Prada ha capito, in ritardo, che il futuro e anche il presente passano dal web. Dopo tre anni di profitti in calo, dovuti al rallentamento del mercato cinese e appunto al mancato riconoscimento del fatto che internet ha trasformato radicalmente il business del lusso, ha visto le vendite in crescita del 9% nella prima metà del 2018. «Abbiamo fatto un errore - ha ammesso il co-Ceo Patrizio Bertelli - avremmo dovuto lanciare la nostra rete digitale molto prima. Ora ci stiamo lavorando, costruendola e migliorandola, e i risultati si vedono». Le entrate 2017 sono state pari a 3,1 miliardi di euro. Ma la flessione ha favorito concorrenti: nel 2014, Prada aveva ricavi superiori a Gucci, ma oggi Gucci è quasi al doppio, grazie alla rapida ascesa di Alessandro Michele, direttore creativo dal 2015. Anche se Miuccia Prada, anima dell'azienda, non ne ha fatto una malattia, anzi: «Non voglio essere giudicata dalle vendite - ha detto ai giornalisti lo scorso anno a Milano - la mia vita è molto più importante delle vendite.
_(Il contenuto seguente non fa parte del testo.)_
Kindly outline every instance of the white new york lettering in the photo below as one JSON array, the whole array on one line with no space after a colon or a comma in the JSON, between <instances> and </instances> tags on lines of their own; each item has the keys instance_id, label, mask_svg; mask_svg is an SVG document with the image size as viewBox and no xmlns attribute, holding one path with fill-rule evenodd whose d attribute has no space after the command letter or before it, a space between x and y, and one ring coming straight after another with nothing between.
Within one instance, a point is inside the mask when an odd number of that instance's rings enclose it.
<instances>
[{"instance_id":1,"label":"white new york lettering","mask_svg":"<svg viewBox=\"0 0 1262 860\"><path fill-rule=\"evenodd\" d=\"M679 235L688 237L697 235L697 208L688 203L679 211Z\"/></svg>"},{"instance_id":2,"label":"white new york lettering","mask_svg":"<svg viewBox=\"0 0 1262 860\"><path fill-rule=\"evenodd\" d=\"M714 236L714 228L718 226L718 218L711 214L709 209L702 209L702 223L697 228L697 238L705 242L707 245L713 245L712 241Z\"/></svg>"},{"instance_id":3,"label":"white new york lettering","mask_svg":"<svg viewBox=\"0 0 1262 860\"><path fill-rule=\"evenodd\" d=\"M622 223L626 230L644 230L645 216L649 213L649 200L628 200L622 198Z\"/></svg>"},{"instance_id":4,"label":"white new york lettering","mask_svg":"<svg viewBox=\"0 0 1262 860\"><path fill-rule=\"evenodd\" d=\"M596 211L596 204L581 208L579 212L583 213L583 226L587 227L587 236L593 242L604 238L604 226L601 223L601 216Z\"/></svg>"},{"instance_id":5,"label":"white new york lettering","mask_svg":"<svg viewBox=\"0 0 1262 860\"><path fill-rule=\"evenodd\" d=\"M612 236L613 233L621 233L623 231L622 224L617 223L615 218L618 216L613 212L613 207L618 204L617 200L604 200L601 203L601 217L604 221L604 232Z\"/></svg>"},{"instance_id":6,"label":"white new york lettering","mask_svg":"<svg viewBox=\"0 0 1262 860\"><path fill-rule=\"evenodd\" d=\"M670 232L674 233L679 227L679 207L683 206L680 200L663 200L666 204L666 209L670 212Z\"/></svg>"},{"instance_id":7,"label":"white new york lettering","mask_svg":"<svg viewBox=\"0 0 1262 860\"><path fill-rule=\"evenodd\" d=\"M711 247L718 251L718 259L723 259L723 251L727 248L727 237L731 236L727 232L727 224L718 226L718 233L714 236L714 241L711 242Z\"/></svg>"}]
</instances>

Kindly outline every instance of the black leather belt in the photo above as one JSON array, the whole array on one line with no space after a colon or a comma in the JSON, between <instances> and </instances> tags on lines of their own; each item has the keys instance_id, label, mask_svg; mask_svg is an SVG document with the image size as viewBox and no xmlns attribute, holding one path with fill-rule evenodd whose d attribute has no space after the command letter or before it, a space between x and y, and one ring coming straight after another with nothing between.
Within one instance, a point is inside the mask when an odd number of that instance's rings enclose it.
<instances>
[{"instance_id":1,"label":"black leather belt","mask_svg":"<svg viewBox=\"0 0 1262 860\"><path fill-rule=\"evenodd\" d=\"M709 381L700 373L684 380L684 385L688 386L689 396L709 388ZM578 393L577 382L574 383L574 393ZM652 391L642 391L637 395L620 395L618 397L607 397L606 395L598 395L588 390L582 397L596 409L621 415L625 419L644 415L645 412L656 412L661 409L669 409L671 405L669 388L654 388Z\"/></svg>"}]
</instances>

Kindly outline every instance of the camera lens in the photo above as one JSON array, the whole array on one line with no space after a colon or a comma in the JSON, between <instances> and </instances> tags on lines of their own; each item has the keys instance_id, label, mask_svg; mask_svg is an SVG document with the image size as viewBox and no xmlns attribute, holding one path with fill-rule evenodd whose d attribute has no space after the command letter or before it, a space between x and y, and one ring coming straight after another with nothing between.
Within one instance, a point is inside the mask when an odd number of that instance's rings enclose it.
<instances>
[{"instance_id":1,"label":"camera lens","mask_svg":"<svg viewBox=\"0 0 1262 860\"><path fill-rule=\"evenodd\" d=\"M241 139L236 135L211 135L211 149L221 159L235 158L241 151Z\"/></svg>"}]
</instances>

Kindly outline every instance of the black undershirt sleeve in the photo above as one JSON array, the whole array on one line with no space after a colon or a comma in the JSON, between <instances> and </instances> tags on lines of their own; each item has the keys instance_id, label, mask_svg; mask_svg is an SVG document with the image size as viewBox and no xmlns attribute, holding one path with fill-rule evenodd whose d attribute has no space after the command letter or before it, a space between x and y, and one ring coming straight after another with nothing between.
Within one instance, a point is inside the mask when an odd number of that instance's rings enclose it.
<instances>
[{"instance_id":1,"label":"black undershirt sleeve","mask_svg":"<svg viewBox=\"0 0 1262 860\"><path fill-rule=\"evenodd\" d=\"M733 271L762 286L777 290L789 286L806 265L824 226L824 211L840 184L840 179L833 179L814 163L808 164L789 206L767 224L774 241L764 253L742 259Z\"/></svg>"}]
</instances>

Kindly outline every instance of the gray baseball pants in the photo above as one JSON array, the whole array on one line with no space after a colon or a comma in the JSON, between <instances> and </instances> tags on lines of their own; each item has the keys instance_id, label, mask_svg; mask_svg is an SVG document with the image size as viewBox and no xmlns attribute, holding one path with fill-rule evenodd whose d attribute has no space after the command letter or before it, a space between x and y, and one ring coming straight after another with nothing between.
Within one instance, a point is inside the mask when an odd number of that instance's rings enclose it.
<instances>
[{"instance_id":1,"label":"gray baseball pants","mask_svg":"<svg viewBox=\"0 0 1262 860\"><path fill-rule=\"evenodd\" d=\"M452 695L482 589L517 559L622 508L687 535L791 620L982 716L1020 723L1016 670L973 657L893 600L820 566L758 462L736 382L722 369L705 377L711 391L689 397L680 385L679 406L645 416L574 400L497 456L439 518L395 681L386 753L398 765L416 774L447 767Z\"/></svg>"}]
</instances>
Non siamo davvero un'azienda commerciale». Le vendite online di Prada hanno rappresentato il 5% dei ricavi, pari a circa 77 milioni di euro, nella prima metà del 2018; l'obiettivo è raggiungere il 15%. La svolta è arrivata l'anno scorso con l'ingresso in Prada del figlio trentenne di Miuccia e Bertelli, Lorenzo, che cura i social, e in particolare Instagram, sempre più importante nel mercato del lusso: ora Prada ha 17 milioni di follower. Sono sempre più numerosi gli acquirenti che invece di entrare in un negozio cercano una borsa o un vestito su Instagram tramite un fashion blogger, o cercano su Google chi lo vende. Nel 2017, i consumatori di età inferiore ai 35 anni hanno rappresentato l'85% della crescita del mercato del lusso, con i social media che svolgono un ruolo chiave.